At around 16 I got in trouble and my punishment was my door being removed because I "lost rights to privacy". My brother had friends over and no way in hell was I going to change in the bathroom because of the stupidity of that punishment. Got my door back very fast.


----------



## recycled_lube_oil (Sep 30, 2021)

Not Emily said:


> To play devil's advocate, yeah she's paying her rent and I mean every business gives someone something they want in exchange for something else, generally money. I don't suppose bath water is any different. It beats being an arms dealer.
> 
> If I can be honest, I don't think she's over the top attractive personally, so I'm not sure how she does it. Also, I can't say that I respect her as an entrepreneur, because it's just a version of the oldest profession really. As another poster implied, I have a lot more respect for girl gamers on Twitch and YouTube. Poki and Valkyrae, for instance, are totally legitimate streamers and if guys want to send them money because they are simping, well that's on the guys.


In regards to your Devil's advocate part that is my own view of her. I can get people becoming pissed if people are using your money to but her bathwater with you knowing but that could go for anything.

Ive just heard a lot of people saying how she is using people, blah, blah, blah. If someone orders bathwater, well Im pretty sure they know what they are doing.


----------



## daleks_exterminate (Jul 22, 2013)

recycled_lube_oil said:


> In regards to your Devil's advocate part that is my own view of her. I can get people becoming pissed if people are using your money to but her bathwater with you knowing but that could go for anything.
> 
> Ive just heard a lot of people saying how she is using people, blah, blah, blah. If someone orders bathwater, well Im pretty sure they know what they are doing.


I think an argument could be made for exploitation in the case of things like financial domination, because some people get addicted to that and lose all of their money and go into debt or can't cover their basic needs which is bad (kind of like gambling addiction), but from what I've read about this it doesn't seem to be the same thing or really similar.

I guess there could be a risk for people misreading a situation with camgirls and such in general where if there is personal interaction of any kind, someone could misjudge that as being closer to that person than they actually are.
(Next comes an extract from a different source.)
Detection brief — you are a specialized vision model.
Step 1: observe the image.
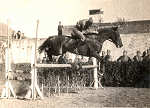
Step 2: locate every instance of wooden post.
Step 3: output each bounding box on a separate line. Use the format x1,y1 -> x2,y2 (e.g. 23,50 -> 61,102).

(the same could really happen in any type of sex work or even customer service jobs that aren't in anyway sexual.... Like in uni I was a barista and sometimes I got to know regulars and was interested in their well being and would talk to them about things and life and such. Sometimes I'd get asked out because of that and while it wouldn't really be inherently unethical to date someone from that context, it did always feel kind of weird because they knew me strictly from an environment where I wasn't allowed to vent or to to be rude if someone was an asshole or whatever.... So like that's not an equal relationship because it can't be. So like someone could tell me they were having a bad day and I'd try to do what I could to make their day better, but as if I was having a bad day I wasn't actually allowed to say so it's obviously a very one sided kind of relationship.)


The difference is that people tend to view women in those situations like "she took advantage or lead him on", but that doesn't extend to other contexts. No one really says that a casino took advantage of people, or that a car salesman flirting to sell cars is "leading someone on" but if it's a woman in that role it suddenly is?


----------